Tofu e.g. has DIAAS of 0.97 and ~18g protein per 100g (checked the one in my fridge). If you really need a lot of protein, you can just cook stuff with tvp, that usually has dry 50% protein, but I've seen also seen 75%. You basically hydrate it with water, add a bunch of spices cook, and eat it with whatever else you'd like.

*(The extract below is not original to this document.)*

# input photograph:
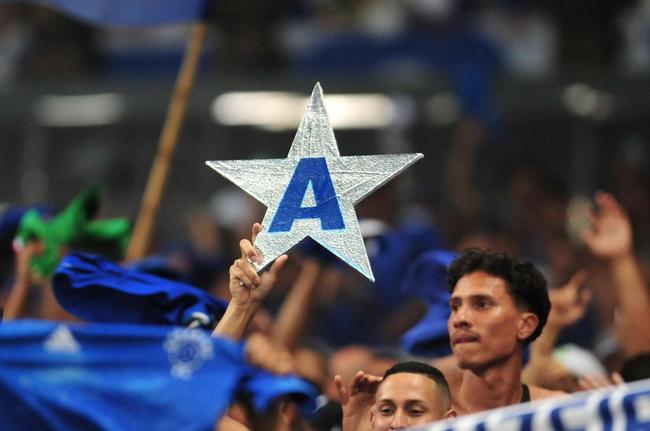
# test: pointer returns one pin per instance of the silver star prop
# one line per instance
(313, 191)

I don't think there is a big difference for the average consumer, consider some processed stuff:

Protein/100g from the products on the rewe online store:

Vegan Nuggets: 9, 11, 3x13, 15, 17

Chicken Nuggets: 2x12, 13, 2x15, 16

Beef Burger: 17, 2x18

Vegan Burger: 10, 13, 2x14, 3x17

Salami: 3x21, 22, 23, 24, 25, 26

Vegan Salami: 2x8, 29, 32, 2x33

Reguarding DIAAS, soy and pea protein seem to be the most used and have 0.89 and 0.82 DIAAS respectively.

1 comments

This depends on dietary preferences. I prefer not to touch processed stuff, vegan or not, because that also introduces a million other new health issues and variables. For instance even with something as simple as pea protein you're looking at countless viable issues depending on exactly how it was processed. There's an entire paper on it here. [1] That paper is painfully unreadable and I link to it only to emphasize the complexities involved in processing food.

My issue is pretty simple. A quick look around the world today, compared to how things were not that long ago, shows we're probably not only moving way too fast in terms of changing what we consume, but we also seem to be going very much in the wrong direction. So my main focus in diet is sticking with what worked in the past.